ON THAT FIRST Peace Prayer Day our two activist speakers were unable to take part at the last minute due to illness. As a backup I did my best to step into their shoes. I said:

"I want to talk to you about our children and the kind of future we are creating for them. Do we teach them peace? Or through neglect do we allow violence to flood their minds, hearts and consciousness so they learn war? Even worse, do they live out our own personal wars expressed through our violent attitudes, speech and actions towards them? I ask every adult here to deal with their internal wars so that only the best in us is passed on to our children, not the worst in terms of violence.

"How do we do deal with our internal wars, hatreds and fears? We must stop running and hiding behind our addictions and busyness. We must come to a stop, look deeply into the eyes of our children and make a commitment to face our internal demons and transform them by stepping onto the path of compassion. We show our children the way to peace by learning to be it.

"Since 9/11 the level of hate and violence globally has increased dramatically. Violence has been used to suppress violence. This is not the way to proceed. There is no 'them' and 'us'. We either learn to live peacefully together or we all suffer and die together.

"All violence is injustice, and we have to teach our children the truth about war. Not about winners and losers, but about the long-term suffering on both sides. It is only citizens of the world standing together for peace and saying 'No to War' that will stop it.

"But the hatred grows and the suffering increases. What can we do as individuals to change this? First of all we must uproot the violence and war within ourselves. To prevent war we nurture nonviolence. We practise meditation and prayer in daily life to transform the poisons within ourselves and within our nation.

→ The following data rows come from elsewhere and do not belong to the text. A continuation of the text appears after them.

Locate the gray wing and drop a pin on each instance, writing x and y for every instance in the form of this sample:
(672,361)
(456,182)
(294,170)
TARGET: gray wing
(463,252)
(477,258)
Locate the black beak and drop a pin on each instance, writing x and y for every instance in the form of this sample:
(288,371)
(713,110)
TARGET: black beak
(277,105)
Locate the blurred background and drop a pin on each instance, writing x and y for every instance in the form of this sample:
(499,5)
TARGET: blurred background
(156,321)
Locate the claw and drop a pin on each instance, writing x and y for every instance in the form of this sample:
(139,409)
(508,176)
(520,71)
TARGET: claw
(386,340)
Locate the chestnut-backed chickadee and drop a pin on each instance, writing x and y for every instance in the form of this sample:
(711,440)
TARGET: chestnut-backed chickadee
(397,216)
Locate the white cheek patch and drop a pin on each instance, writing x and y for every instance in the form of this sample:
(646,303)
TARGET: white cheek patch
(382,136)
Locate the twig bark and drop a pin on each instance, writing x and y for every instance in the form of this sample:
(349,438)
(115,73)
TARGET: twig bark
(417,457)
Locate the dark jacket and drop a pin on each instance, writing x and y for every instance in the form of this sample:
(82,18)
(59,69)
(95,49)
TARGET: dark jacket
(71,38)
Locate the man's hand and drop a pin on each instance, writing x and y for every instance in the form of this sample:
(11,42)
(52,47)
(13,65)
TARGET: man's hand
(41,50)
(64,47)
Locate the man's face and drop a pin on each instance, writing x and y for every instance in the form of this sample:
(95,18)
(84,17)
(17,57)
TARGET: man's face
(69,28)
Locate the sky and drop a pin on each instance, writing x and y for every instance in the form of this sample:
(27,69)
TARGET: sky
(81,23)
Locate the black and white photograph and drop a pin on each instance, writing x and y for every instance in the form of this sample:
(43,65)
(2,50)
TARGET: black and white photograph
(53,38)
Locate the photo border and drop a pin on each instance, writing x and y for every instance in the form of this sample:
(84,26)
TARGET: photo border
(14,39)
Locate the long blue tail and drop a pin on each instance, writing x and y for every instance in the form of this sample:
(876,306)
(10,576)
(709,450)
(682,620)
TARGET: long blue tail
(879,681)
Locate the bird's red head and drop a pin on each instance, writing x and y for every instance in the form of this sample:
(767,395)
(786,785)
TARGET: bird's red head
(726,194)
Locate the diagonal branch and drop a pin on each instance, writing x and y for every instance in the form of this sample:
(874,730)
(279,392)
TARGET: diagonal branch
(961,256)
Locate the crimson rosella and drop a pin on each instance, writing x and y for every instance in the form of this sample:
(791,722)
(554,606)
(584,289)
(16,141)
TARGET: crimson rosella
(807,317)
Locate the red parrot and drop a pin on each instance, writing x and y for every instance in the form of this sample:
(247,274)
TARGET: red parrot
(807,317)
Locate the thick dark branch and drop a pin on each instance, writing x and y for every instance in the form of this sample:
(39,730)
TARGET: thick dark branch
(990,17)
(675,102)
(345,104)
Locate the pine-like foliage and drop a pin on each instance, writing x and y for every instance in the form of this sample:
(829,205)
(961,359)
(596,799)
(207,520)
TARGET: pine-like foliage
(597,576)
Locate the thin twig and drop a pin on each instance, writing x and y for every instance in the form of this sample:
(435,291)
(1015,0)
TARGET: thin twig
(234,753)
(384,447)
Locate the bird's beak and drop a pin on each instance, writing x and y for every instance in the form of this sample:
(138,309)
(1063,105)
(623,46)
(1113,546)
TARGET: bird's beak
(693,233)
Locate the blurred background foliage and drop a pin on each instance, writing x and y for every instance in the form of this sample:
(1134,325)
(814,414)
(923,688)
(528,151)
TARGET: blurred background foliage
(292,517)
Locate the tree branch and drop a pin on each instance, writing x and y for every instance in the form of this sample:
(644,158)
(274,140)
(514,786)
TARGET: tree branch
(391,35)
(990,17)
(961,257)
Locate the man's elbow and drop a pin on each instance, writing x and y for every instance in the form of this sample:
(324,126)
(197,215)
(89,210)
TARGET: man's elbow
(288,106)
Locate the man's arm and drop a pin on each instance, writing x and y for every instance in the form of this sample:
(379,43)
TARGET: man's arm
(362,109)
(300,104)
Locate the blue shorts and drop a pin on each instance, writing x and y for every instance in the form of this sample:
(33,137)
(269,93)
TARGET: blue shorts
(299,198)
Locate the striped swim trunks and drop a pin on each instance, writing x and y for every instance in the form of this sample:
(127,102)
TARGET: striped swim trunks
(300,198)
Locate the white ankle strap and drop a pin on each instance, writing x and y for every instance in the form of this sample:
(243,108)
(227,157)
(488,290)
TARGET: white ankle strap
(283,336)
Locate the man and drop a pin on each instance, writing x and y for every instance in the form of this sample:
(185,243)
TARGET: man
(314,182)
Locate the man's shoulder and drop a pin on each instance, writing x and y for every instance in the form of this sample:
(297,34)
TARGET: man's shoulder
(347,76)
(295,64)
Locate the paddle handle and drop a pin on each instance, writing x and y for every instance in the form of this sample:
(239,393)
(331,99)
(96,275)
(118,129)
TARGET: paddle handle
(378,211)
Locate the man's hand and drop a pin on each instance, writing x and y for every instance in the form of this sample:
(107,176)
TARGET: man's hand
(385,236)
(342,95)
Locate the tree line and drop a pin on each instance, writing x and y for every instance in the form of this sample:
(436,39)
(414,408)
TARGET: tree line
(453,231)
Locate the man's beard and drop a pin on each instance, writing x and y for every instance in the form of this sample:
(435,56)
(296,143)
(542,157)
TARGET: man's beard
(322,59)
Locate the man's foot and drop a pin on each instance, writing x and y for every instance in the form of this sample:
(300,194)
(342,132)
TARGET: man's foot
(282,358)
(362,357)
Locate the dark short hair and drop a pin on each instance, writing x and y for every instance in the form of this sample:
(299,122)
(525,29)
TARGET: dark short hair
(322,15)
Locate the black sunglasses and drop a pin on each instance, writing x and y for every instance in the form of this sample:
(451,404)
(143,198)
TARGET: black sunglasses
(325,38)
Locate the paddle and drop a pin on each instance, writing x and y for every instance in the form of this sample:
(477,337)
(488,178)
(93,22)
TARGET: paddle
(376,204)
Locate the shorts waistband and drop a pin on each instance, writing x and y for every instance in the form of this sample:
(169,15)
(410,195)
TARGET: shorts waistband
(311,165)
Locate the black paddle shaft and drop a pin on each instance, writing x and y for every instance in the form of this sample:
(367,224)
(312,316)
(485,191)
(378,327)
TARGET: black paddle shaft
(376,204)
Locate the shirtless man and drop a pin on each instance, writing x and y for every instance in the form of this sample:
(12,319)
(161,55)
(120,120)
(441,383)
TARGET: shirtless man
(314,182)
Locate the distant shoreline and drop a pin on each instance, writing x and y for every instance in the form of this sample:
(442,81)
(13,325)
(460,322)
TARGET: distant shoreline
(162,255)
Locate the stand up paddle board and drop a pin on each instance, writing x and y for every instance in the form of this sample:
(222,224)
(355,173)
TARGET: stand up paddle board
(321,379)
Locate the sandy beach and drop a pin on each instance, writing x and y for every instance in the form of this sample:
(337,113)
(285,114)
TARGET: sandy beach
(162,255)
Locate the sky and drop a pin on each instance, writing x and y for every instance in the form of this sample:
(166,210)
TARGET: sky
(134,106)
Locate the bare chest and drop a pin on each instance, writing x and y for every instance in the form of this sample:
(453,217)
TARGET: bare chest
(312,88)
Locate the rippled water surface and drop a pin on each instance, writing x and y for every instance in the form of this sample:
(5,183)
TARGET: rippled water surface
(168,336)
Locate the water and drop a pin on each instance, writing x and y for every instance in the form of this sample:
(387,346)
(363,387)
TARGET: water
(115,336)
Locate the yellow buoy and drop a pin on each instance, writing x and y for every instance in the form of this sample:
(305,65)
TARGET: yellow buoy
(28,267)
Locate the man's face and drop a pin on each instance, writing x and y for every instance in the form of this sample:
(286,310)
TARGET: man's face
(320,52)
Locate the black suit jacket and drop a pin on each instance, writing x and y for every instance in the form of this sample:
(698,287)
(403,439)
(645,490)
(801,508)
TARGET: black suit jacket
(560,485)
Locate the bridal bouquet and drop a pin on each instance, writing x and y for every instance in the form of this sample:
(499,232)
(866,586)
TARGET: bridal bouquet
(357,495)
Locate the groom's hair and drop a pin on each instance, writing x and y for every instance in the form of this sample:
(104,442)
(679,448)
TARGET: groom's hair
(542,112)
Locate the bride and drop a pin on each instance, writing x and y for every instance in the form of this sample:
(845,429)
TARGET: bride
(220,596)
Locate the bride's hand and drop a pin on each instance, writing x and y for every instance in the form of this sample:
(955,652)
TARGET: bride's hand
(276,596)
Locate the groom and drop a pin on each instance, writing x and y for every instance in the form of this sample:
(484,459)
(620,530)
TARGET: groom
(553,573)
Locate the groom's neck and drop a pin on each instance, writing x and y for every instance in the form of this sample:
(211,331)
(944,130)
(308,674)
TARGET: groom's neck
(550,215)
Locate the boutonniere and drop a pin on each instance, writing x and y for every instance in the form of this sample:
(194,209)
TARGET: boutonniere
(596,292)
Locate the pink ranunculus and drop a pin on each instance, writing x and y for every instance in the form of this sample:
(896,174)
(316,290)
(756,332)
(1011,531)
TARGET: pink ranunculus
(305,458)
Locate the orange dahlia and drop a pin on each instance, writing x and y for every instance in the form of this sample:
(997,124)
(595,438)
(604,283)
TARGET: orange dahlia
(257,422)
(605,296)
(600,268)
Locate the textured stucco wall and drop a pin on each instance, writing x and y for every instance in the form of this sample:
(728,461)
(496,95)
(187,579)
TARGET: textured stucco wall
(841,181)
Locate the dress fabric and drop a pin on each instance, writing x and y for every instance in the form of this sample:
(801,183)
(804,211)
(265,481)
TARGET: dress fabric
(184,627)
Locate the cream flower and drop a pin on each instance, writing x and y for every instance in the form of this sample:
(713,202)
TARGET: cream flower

"We enter into true peace negotiations by learning the methods of deep listening and respectful and nonviolent communication; by understanding and bringing our selfish agendas to a stop. We create peace by knowing that compassion is the antidote to violence and hatred.

"We must also make peace with Mother Earth. If we injure Mother Earth, we injure ourselves. Our civilisation has caused such deep harm to the Earth that we humans may soon become an endangered species. Our planet is suffering because we have lived together for so long with only neglect and ignorance about the Earth. The solution is not political or economic - those are secondary. The primary solution is spiritual. Every faith and spiritual tradition must renew its ethics and responsibilities and honour the interconnected nature of our species with Mother Earth.

"We must make it clear to our political and corporate leaders that the violence they commit in our name is no longer acceptable. We must hold them to account and influence them with our clarity, wisdom and courage. The actions we take now are shaping the possibilities for future generations.

"So here is our challenge. Today, in the pouring rain and thunder-storms we have experienced peace, a deep peace shared between many traditions, cultures and religions. This experience, however, evaporates into nothing if we do not translate it into action. Begin the work on yourselves today, so that your attitudes, speech and actions become an example to your children, friends and communities. Take the practical steps to make peace with Mother Earth in terms of what you consume and support. Then represent your community, in coalition with other communities, to political and corporate leaders. Show clearly that we are choosing peace and harmony within ourselves, within our communities and with Mother Earth. Together we can do it.

"We are Ambassadors of Peace, after all."

Ian Prattis is a dharmacharya in the Engaged Buddhist tradition of Thich Nhat Hanh and gives talks and retreats all over the world. He is also the author of The Buddha at the Gate (Parallax, 2006) and The Essential Spiral: Ecology and Consciousness After 9/11 (UPA, 2002). He is the founder of the Pine Gate Sangha in Ottawa, Canada.